Su fuerza de persuasión y su capacidad diplomática debieron de ser inmensas para permitirle imponer,  aquel código hasta a quienes lesionaba sus intereses y para mantenerse en el cargo veintidós años, consecutivos. Pero cuando le  ofrecieron  quedárselo  de  por vida y con plenos poderes, declinó: «Pues —dijo— la dictadura es uno de esos sillones de  los  que no se logra bajar vivo.» Retiróse a los sesenta y cinco años, en 572. «Ya es hora —dijo—, que  me ponga  a  estudiar algo.» Y habiendo recabado a sus  conciudadanos la  promesa de que no cambiarían de  leyes  durante  diez  años, partió para Oriente. Heródoto y Plutarco cuentan que en Lidia fue invitado por Creso, quien le preguntó si le consideraba entre los hombres felices. Solón le contestó; «Nosotros los griegos. Majestad, hemos recibido de Dios una sabiduría demasiado casera y limitada para poder prever qué ocurrirá  mañana y proclamar feliz a un hombre todavía empeñado en su batalla.»

 

El rey diplomático permanecía tal  frente  al  rey.  Pero eso no quita que fuese sincero cuando hablaba de «sabiduría casera y limitada» e identificaba el genio griego, o por lo  menos  el  ateniense, en  la  conciencia de estos límites.
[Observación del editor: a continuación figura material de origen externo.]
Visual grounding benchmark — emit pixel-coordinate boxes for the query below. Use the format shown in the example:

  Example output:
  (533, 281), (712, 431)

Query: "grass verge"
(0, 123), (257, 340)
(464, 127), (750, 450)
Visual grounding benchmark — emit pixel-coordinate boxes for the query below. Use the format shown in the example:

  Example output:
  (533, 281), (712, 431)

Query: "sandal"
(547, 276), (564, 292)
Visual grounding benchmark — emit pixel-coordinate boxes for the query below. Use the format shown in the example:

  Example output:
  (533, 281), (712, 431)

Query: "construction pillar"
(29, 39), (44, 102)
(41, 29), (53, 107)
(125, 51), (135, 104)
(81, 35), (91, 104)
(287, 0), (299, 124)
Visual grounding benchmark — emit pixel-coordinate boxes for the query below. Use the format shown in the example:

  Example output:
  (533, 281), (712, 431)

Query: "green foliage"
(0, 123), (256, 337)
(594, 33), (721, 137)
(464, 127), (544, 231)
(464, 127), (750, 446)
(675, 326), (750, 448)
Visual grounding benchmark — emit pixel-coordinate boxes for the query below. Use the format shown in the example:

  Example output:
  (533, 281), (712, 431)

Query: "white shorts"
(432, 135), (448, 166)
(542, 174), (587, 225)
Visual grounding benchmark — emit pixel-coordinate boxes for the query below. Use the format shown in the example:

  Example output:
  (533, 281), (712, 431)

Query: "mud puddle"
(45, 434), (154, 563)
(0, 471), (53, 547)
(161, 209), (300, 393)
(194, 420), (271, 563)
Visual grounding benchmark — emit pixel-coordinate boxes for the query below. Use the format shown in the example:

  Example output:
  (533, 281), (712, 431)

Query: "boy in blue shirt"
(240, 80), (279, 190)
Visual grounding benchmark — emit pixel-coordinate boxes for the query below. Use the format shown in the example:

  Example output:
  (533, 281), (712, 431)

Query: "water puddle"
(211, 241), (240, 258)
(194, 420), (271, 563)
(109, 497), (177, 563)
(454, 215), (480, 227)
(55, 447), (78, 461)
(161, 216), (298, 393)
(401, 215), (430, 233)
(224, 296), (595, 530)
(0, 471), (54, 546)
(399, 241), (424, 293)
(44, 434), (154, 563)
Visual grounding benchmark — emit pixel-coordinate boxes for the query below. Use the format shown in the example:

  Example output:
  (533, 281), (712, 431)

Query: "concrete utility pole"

Toda su vida demuestra  que  él  la  tuvo clarísima, y a esto  se  debe su  éxito personal y el de su reforma, de la cual  cinco  siglos  después  Cicerón pudo comprobar la supervivencia en  aquella ciudad decadente, donde la democracia había degenerado en una continua reyerta.  Cuando  le  preguntaron  en qué consistía, según él el orden, respondió: «En  el hecho de  que  el  pueblo  obedezca  a  los  gobernantes, y que los gobernantes obedezcan a las leyes.»

 

Volvió a la patria viejísimo, después de haber aprendido un montón de cosas, de entre las cuales  la que más le había impresionado era la historia, que le contaran en Heliópolis, de la Atlántida, el continente sumergido. No hacía sino volverla a contar a todos casi como una monomanía, como a menudo les sucede a los ancianos, y sus conciudadanos, un poco aburridos, se sonreían. Nos agrada pensar que fuese un poco chocho cuando comenzaron las agitaciones, el pueblo dejó de obedecer a los gobernantes y los gobernantes dejaron de obedecer a las leyes. De lo contrario él hubiera debido deducir que  las  leyes  sirven  de  poco, o sea reconocer la inutilidad de su obra.

 

Solón fue inscrito por sus  contemporáneos  en  la lista de los Siete Sabios, que era un poco el Premio Nobel de la época, pero mucho más serio. Y si se le quisiese atribuir un lema, habría que  elegir aquel  que él mismo hizo grabar en el frontón del templo de Apolo: meden agan, que quiere decir: «sin excesos».